No. Decomposed granite is granite rock that has weathered in situ over geologic time into a mix of fines (clay-sized particles), sand (0.05–2 mm), and small gravel (2–9 mm) — it's a soil-like mix that compacts to a near-solid surface. Crushed granite is granite that's been mechanically broken in a quarry crusher to specific gradations (e.g., #57 stone, #8 stone) — it stays loose because the fines have been screened out. DG is what you want for paths and patios; crushed granite is what you want for drainage layers and bedding under pavers.

Can I use decomposed granite for a driveway?

Yes, with a properly designed section. The minimum spec for a residential DG driveway is: 4-in compacted DG over 4-in compacted crushed stone base course over compacted sub-grade, with non-woven geotextile fabric between sub-grade and base. Stabilized DG (not plain) is required for driveways — plain DG rutile and forms tire-track depressions within 6–12 months under vehicle weight. Total installed cost: $4–$6 per sqft in the Southwest, $7–$11 per sqft elsewhere. Service life with proper installation: 15–25 years in arid climates; 8–12 years in freeze-thaw zones (cf. our driveway base layers guide).

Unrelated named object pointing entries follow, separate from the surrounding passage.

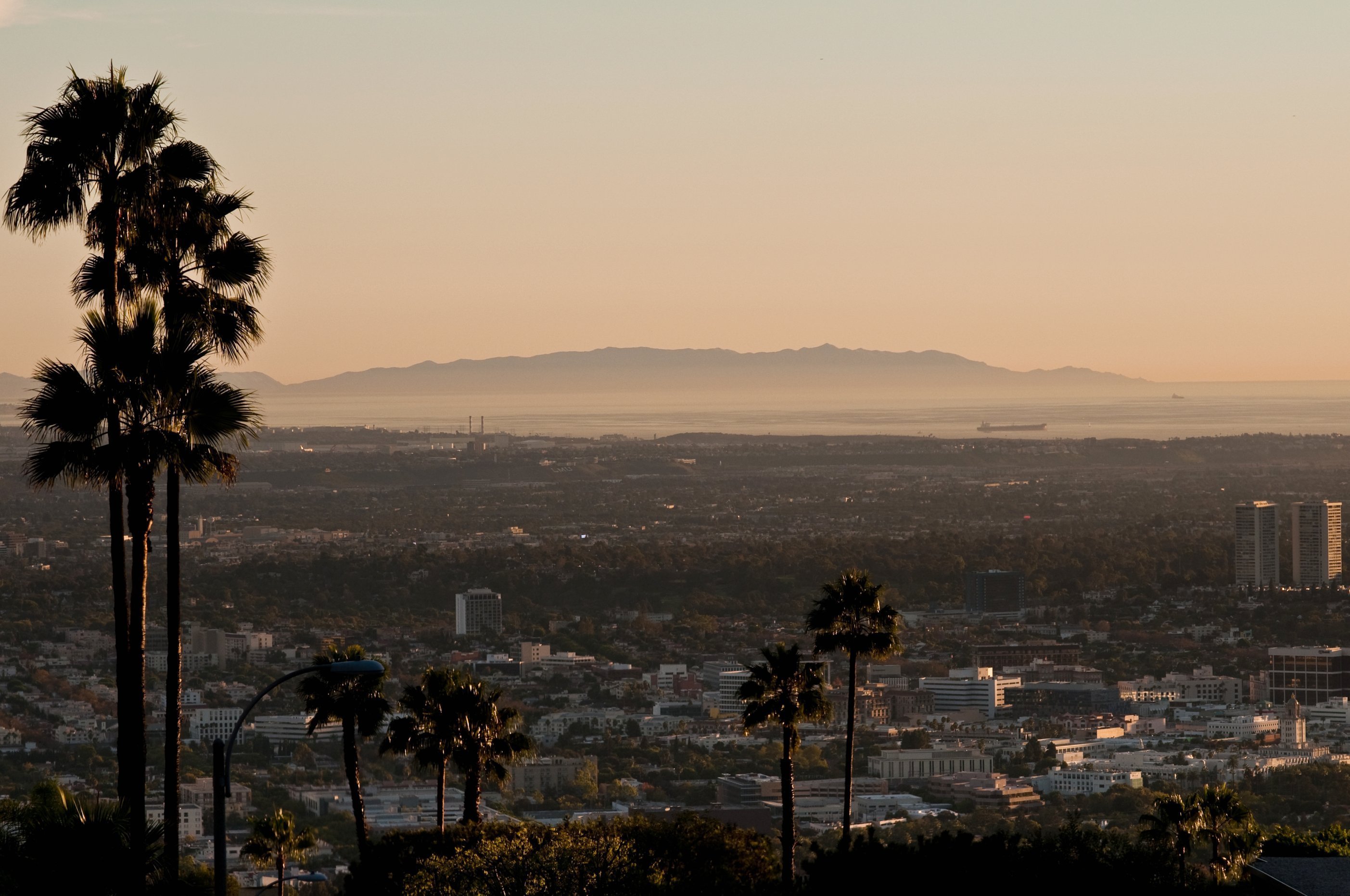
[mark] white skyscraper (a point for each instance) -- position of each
(1317, 542)
(478, 612)
(1256, 558)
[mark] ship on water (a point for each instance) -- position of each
(987, 427)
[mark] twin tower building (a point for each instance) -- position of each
(1317, 543)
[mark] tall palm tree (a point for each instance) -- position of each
(785, 691)
(433, 725)
(358, 702)
(486, 743)
(276, 840)
(205, 274)
(1173, 822)
(852, 620)
(87, 164)
(170, 406)
(1229, 828)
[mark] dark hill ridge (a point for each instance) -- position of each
(823, 369)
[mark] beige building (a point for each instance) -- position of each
(547, 774)
(1317, 542)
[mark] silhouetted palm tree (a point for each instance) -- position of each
(433, 726)
(785, 691)
(1173, 822)
(275, 841)
(486, 741)
(852, 620)
(87, 163)
(185, 252)
(356, 701)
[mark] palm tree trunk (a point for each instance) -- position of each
(140, 518)
(848, 746)
(351, 757)
(173, 695)
(789, 814)
(441, 796)
(473, 793)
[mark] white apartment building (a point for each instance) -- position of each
(1256, 558)
(913, 764)
(478, 612)
(1244, 728)
(1317, 542)
(977, 689)
(1202, 686)
(293, 728)
(190, 818)
(207, 724)
(729, 691)
(1063, 781)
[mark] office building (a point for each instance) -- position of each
(478, 612)
(1310, 675)
(975, 689)
(1317, 542)
(1256, 556)
(995, 593)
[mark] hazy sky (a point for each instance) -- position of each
(1159, 189)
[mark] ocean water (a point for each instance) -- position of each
(1103, 417)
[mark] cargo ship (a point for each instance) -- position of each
(989, 427)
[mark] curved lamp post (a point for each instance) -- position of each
(222, 752)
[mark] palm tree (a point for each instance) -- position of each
(486, 743)
(276, 840)
(851, 618)
(205, 274)
(356, 701)
(1173, 822)
(433, 726)
(1229, 828)
(785, 691)
(87, 164)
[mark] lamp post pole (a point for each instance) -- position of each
(222, 751)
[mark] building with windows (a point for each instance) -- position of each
(1317, 542)
(921, 764)
(995, 593)
(975, 689)
(1312, 675)
(478, 612)
(1256, 558)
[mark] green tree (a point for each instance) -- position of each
(356, 701)
(1173, 823)
(851, 618)
(275, 841)
(486, 743)
(785, 691)
(431, 725)
(87, 163)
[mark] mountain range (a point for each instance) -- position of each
(824, 369)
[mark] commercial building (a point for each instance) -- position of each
(1064, 781)
(1256, 556)
(478, 612)
(922, 764)
(1317, 542)
(975, 689)
(995, 593)
(547, 774)
(1312, 675)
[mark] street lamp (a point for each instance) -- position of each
(308, 878)
(222, 751)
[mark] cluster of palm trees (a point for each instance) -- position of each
(1213, 816)
(786, 690)
(169, 285)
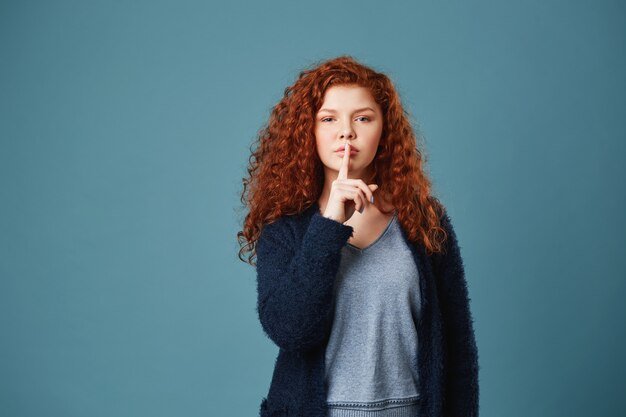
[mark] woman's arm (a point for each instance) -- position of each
(295, 280)
(461, 389)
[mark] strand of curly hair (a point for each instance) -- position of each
(285, 174)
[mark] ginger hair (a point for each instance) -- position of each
(286, 174)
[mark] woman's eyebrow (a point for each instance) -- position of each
(356, 111)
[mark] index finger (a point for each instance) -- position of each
(345, 163)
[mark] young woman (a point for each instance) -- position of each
(359, 274)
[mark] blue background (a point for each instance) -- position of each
(125, 130)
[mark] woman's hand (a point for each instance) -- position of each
(354, 192)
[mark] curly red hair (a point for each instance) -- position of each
(285, 185)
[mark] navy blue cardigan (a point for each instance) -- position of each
(297, 260)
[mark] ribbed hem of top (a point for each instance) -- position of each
(405, 407)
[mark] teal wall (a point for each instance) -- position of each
(125, 130)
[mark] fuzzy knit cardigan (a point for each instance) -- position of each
(298, 258)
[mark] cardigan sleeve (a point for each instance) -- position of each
(461, 391)
(295, 278)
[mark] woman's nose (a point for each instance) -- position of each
(347, 132)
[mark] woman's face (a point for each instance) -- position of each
(349, 114)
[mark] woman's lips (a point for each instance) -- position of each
(352, 151)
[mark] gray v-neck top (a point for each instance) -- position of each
(371, 356)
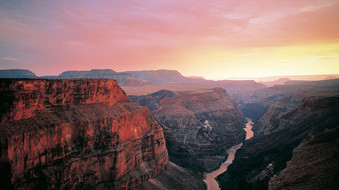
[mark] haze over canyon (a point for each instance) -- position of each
(169, 95)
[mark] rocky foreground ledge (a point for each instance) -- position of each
(76, 134)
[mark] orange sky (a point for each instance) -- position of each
(216, 39)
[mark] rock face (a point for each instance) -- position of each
(76, 134)
(124, 79)
(17, 73)
(204, 123)
(270, 103)
(175, 178)
(314, 164)
(272, 160)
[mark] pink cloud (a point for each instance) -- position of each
(124, 35)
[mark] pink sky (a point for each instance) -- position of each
(215, 39)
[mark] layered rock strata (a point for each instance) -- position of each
(203, 122)
(76, 134)
(299, 153)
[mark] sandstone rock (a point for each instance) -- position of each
(204, 123)
(269, 161)
(76, 134)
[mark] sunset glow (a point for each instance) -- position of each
(216, 39)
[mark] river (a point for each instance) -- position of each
(210, 181)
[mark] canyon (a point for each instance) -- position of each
(166, 131)
(205, 123)
(75, 134)
(298, 149)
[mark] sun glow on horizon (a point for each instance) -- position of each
(218, 39)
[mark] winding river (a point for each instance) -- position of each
(210, 181)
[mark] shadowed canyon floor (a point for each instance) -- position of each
(87, 134)
(210, 181)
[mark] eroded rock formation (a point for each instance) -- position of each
(71, 134)
(203, 122)
(298, 153)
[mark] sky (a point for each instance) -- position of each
(216, 39)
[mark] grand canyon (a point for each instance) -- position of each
(169, 95)
(85, 131)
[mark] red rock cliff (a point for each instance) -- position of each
(70, 134)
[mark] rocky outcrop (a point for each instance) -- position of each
(204, 123)
(76, 134)
(257, 104)
(124, 79)
(175, 178)
(17, 73)
(265, 156)
(314, 164)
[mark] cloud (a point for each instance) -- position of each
(135, 34)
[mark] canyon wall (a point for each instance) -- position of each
(204, 122)
(71, 134)
(298, 152)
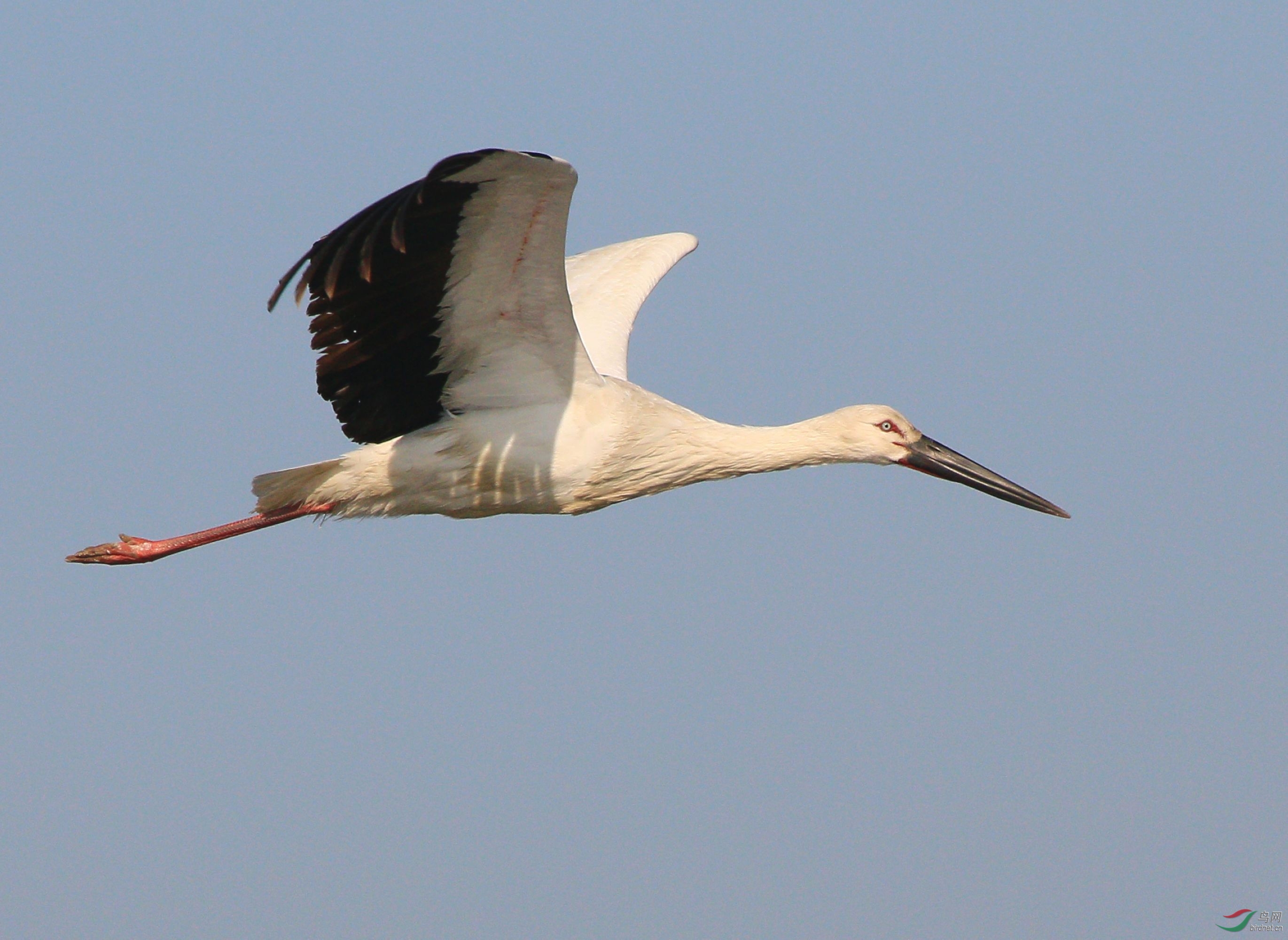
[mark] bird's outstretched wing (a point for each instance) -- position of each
(447, 294)
(609, 286)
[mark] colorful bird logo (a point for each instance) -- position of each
(1246, 915)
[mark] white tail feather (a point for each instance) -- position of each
(291, 487)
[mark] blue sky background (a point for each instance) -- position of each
(830, 704)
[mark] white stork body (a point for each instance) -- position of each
(484, 373)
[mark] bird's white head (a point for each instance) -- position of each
(874, 433)
(879, 434)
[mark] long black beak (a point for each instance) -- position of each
(934, 459)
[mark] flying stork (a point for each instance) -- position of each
(484, 373)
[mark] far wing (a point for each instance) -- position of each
(607, 288)
(446, 294)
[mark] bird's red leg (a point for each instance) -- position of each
(132, 550)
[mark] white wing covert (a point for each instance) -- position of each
(447, 294)
(607, 288)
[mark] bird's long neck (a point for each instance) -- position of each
(732, 450)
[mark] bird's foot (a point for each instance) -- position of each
(131, 550)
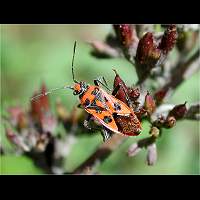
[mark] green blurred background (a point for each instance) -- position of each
(31, 54)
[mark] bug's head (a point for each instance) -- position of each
(80, 88)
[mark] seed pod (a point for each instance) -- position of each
(124, 33)
(155, 132)
(147, 52)
(151, 154)
(169, 39)
(178, 111)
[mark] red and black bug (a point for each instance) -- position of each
(109, 111)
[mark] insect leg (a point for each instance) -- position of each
(106, 134)
(98, 81)
(87, 124)
(116, 89)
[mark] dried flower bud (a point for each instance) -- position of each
(151, 154)
(124, 33)
(48, 123)
(159, 122)
(170, 122)
(133, 93)
(44, 100)
(178, 111)
(147, 52)
(149, 105)
(133, 150)
(169, 39)
(159, 96)
(121, 92)
(155, 132)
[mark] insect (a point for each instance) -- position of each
(103, 107)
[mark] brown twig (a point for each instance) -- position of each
(193, 112)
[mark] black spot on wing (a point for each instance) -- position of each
(117, 106)
(95, 91)
(107, 119)
(87, 102)
(106, 100)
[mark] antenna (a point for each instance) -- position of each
(73, 63)
(49, 92)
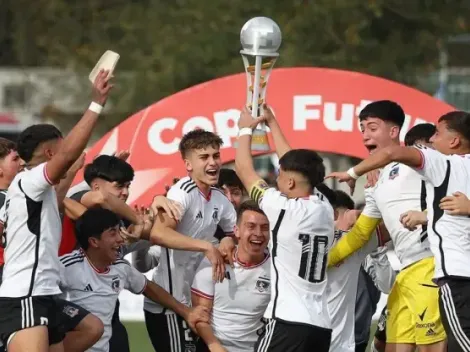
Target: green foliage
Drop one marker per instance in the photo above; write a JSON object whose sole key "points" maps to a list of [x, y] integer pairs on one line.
{"points": [[168, 45]]}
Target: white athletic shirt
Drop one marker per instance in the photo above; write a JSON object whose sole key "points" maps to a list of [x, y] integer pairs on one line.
{"points": [[239, 302], [33, 232], [200, 217], [341, 291], [449, 234], [398, 190], [302, 232], [98, 291]]}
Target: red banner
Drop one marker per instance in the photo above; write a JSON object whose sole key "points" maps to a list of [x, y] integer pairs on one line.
{"points": [[316, 107]]}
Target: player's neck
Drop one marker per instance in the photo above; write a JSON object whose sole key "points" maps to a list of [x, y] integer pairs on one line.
{"points": [[4, 184], [97, 261], [205, 189], [247, 260]]}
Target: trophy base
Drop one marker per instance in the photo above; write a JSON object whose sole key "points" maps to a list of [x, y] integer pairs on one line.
{"points": [[259, 141]]}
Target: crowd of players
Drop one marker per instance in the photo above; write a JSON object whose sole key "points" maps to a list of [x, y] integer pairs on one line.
{"points": [[298, 267]]}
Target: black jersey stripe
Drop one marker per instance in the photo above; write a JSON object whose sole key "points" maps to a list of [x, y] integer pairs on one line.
{"points": [[274, 255], [78, 260], [33, 222], [439, 193]]}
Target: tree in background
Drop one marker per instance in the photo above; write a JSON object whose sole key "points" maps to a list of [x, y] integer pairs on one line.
{"points": [[169, 45]]}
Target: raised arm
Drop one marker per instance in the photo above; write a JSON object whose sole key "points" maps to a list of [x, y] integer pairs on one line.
{"points": [[280, 142], [73, 145], [243, 160]]}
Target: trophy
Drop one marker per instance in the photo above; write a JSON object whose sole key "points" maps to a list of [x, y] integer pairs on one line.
{"points": [[260, 38]]}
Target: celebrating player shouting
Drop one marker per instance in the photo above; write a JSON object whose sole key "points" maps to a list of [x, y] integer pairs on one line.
{"points": [[414, 317], [302, 227]]}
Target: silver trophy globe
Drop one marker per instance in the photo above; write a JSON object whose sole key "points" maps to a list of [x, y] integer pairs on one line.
{"points": [[260, 38]]}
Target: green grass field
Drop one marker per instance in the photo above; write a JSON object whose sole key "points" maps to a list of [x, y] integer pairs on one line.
{"points": [[140, 342]]}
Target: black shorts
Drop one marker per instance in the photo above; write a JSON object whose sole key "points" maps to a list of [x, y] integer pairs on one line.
{"points": [[22, 313], [282, 336], [119, 341], [380, 333], [169, 333], [70, 315], [454, 306]]}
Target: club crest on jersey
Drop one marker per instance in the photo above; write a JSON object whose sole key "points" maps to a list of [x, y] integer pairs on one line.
{"points": [[116, 283], [215, 214], [262, 285], [394, 173], [70, 311]]}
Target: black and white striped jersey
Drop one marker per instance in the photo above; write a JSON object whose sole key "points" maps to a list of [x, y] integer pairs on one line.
{"points": [[201, 215], [97, 291], [302, 232], [32, 233], [448, 234]]}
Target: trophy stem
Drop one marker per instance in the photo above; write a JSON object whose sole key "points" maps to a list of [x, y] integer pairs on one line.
{"points": [[256, 86]]}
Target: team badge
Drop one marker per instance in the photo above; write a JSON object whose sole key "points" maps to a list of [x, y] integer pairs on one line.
{"points": [[262, 285], [70, 311], [394, 173], [116, 283]]}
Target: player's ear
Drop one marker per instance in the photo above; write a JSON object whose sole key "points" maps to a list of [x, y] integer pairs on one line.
{"points": [[93, 242], [188, 165], [394, 131], [236, 231]]}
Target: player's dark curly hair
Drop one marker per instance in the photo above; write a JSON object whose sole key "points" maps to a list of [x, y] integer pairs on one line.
{"points": [[248, 205], [305, 162], [229, 178], [109, 168], [93, 223], [458, 121], [423, 131], [385, 110], [198, 139], [33, 136]]}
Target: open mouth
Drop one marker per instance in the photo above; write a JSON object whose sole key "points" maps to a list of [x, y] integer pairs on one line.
{"points": [[212, 172], [371, 148], [256, 243]]}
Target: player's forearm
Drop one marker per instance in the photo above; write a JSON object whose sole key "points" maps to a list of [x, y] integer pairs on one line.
{"points": [[73, 209], [160, 296], [355, 239], [280, 141], [143, 260], [243, 158], [165, 236], [205, 331], [407, 155]]}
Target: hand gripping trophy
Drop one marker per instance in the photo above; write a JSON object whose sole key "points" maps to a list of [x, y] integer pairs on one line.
{"points": [[260, 38]]}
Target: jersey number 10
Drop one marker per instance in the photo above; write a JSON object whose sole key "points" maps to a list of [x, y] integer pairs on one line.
{"points": [[314, 257]]}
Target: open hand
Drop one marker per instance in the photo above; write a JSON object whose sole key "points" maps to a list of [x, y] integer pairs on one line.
{"points": [[102, 87]]}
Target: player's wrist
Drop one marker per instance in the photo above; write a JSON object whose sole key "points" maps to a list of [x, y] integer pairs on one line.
{"points": [[352, 173], [96, 107], [245, 131]]}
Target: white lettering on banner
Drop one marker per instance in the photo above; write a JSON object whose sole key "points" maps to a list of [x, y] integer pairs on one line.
{"points": [[336, 118]]}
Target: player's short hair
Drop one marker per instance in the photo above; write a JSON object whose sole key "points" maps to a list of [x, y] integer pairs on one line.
{"points": [[248, 205], [93, 223], [385, 110], [343, 200], [229, 178], [421, 132], [328, 193], [109, 168], [458, 121], [33, 136], [198, 139], [306, 162], [6, 146]]}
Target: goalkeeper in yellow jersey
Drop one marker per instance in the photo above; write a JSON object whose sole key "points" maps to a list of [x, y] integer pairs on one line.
{"points": [[413, 319]]}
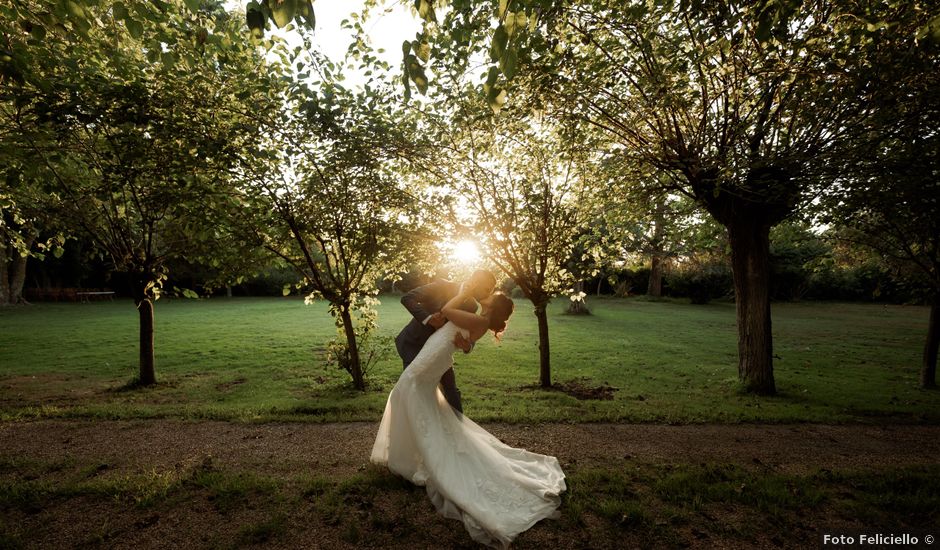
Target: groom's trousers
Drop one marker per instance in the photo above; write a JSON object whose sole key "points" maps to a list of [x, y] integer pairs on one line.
{"points": [[448, 387]]}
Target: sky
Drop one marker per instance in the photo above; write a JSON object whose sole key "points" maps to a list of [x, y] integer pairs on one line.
{"points": [[389, 26]]}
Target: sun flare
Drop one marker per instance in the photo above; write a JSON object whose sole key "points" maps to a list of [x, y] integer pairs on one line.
{"points": [[465, 252]]}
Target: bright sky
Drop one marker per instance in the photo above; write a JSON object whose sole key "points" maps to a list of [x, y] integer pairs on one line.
{"points": [[389, 26]]}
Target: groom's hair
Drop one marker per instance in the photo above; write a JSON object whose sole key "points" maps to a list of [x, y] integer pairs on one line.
{"points": [[501, 309]]}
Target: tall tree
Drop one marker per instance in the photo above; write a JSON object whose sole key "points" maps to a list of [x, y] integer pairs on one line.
{"points": [[325, 192], [524, 189], [889, 200], [138, 139]]}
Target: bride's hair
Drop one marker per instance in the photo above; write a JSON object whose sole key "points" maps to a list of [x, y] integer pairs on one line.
{"points": [[501, 309]]}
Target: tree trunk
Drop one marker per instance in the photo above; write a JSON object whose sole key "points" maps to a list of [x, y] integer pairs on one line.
{"points": [[545, 371], [4, 275], [750, 262], [147, 373], [352, 347], [18, 273], [928, 373], [655, 286]]}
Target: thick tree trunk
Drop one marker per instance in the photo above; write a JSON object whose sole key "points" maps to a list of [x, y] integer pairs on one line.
{"points": [[4, 275], [545, 370], [750, 261], [355, 367], [928, 373], [655, 285], [18, 273], [147, 373]]}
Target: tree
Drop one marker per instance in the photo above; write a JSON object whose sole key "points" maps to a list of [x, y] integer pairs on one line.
{"points": [[325, 193], [137, 139], [524, 190], [737, 105], [889, 200]]}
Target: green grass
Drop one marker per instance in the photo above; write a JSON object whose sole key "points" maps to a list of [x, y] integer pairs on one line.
{"points": [[262, 360]]}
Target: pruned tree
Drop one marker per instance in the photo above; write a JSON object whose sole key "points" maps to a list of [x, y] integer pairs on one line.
{"points": [[524, 191], [325, 192], [137, 141], [888, 199]]}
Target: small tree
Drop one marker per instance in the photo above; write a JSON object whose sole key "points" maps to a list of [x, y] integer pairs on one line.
{"points": [[137, 139], [890, 198], [325, 194], [524, 186]]}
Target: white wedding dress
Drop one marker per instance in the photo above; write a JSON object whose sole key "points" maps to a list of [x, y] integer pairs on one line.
{"points": [[496, 490]]}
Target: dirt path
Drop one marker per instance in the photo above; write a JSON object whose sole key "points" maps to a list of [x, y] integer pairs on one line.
{"points": [[343, 449], [46, 454]]}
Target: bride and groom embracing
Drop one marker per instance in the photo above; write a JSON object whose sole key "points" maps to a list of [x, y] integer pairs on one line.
{"points": [[497, 491]]}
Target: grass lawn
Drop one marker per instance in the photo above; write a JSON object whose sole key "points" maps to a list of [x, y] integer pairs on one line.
{"points": [[261, 359]]}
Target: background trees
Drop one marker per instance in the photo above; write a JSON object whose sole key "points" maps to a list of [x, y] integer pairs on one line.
{"points": [[324, 193], [524, 190], [135, 141], [889, 197]]}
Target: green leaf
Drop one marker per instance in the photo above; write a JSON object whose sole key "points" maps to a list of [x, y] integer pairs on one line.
{"points": [[507, 63], [423, 51], [498, 47], [38, 32], [426, 10], [416, 72], [282, 11], [491, 76], [255, 20], [134, 27], [305, 9]]}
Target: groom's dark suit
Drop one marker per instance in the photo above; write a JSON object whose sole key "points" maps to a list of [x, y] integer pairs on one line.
{"points": [[423, 302]]}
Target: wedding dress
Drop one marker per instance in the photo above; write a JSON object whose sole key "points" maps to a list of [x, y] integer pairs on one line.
{"points": [[496, 490]]}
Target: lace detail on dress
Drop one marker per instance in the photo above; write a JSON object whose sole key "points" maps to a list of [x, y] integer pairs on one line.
{"points": [[495, 490]]}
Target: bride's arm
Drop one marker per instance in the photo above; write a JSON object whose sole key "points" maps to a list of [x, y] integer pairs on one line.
{"points": [[476, 324]]}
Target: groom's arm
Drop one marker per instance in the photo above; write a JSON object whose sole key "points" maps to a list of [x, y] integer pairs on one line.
{"points": [[423, 302]]}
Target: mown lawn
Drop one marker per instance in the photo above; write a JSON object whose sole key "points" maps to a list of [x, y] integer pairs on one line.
{"points": [[261, 359]]}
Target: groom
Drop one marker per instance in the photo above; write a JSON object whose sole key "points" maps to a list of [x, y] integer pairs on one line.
{"points": [[425, 303]]}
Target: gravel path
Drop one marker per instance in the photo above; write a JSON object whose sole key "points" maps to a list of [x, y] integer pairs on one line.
{"points": [[343, 448]]}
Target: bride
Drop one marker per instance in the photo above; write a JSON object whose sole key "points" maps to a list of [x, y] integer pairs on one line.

How long does decomposed granite last?

Service life depends on the product and use case: plain DG path 2–5 years before noticeable degradation (top-up needed); stabilized DG path / patio 10–25 years (TerraPave product warranty: 25 yr); stabilized DG driveway 15–25 yrs in arid climates, 8–12 yrs in freeze-thaw zones. Single biggest predictor of DG longevity is edge containment — an unedged path migrates 4–8 in/year onto adjacent landscaping and loses thickness at the perimeter regardless of the product. Spec steel edging or concrete curb on all four sides.

What is the difference between decomposed granite and gravel?

DG is finer, more graded, and more compactable than typical landscape gravel. DG includes fines (clay-sized particles) + sand + small gravel; the fines bind under compaction creating a near-solid walking surface. Pea gravel (3/8-in rounded) and crushed stone (#57, #8 gradations) have the fines screened out, stay loose, and serve different functions (drainage, decorative). DG is the right pick for any application where you want a stable walking surface (paths, patios, trails, ADA); gravel is the right pick for drainage layers, bedding, and decorative pours. Both have their place — pick by function.